Short explanation: A supernova is the
violent explosion of a star ending its life (click on image to witness
one, and turn up your volume).
Stars shine by burning hydrogen to helium. The energy thus produced keeps the
star from collapsing under its own gravity. When there is no more fuel left,
after a relatively short period of burning heavier elements, the star
collapses.
While the core of a light star, i.e. weighing less than approximately 8
Solar masses, contracts to a
white dwarf, for a more massive star nothing can
prevent the catastrophe: The extreme pressure forces the electrons to be
squeezed into the protons, making the inner core collapse even further to a
neutron star. While this star has a radius of but
10 km, it contains as much mass, or even more, as our Sun.
The remaining mass of the original star rebounces on the compact surface of
the neutron star and is ejected in a tremendous explosion, causing it to
brighten up enormously and then gradually fade.
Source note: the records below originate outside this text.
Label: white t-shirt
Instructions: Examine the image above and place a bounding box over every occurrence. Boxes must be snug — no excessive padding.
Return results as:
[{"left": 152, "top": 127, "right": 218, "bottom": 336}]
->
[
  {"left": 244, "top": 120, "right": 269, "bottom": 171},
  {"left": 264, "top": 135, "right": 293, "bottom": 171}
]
At peak light output,
supernova explosions can outshine a galaxy.
The outer layers of the exploding star are blasted out in a radioactive cloud.
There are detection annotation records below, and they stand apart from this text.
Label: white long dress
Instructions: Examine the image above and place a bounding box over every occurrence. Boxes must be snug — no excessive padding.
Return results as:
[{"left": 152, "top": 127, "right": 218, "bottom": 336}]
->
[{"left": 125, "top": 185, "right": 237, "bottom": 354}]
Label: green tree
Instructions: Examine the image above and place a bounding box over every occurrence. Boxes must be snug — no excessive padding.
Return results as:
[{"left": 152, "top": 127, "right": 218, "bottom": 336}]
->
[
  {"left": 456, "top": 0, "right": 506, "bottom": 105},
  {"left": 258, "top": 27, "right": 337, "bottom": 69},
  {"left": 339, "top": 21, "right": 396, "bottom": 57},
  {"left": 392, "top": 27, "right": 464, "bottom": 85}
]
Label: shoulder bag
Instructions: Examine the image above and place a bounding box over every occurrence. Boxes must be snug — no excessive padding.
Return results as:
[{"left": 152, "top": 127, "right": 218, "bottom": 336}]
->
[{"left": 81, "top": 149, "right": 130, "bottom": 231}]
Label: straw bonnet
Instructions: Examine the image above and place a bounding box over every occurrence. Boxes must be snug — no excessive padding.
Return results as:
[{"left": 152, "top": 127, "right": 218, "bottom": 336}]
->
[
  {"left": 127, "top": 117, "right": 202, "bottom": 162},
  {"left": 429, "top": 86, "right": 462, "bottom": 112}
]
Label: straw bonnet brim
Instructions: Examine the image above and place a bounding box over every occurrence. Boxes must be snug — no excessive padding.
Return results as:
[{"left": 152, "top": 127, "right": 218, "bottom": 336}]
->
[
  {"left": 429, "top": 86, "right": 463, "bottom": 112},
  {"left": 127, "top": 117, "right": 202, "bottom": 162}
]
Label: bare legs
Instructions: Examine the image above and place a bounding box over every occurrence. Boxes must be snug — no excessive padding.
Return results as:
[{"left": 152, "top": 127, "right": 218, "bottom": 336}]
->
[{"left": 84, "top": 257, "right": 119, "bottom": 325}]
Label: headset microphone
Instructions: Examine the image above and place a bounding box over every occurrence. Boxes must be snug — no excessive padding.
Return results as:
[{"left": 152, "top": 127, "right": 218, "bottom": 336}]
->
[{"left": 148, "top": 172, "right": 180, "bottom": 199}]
This expanding cloud, visible long after the initial explosion fades from
view, forms a "supernova remnant".
If the neutron core is more massive than 2 – 3 Solar masses, not even the
pressure of the neutrons can hold it up, and it collapses to a
black hole.
Historically, supernovae were referred to as "novae" or "new stars", while the
Chinese referred to them as "guest stars". Important supernova in the
past were:
in 134 B.C., observed by Hipparchus, which led him to make a catalog of
stellar positions;
in 1054 A.D. in the constellation of Taurus, leaving behind the supernova
remnant now known as the
Crab Nebula.
It was observed for several days in the daytime by the Chinese and
Pueblo Indians in New Mexico, though not a single European recording exists;
Clicking
on the image shows an animation of this supernova
(3.8 Mb, credit: ESA/Hubble, M. Kornmesser & L. L. Christensen).
in 1572, observed by
Tycho Brahe who found the object had to be at a distance comparable to the
stars, thus demonstrating that the starry sky was not unchangable.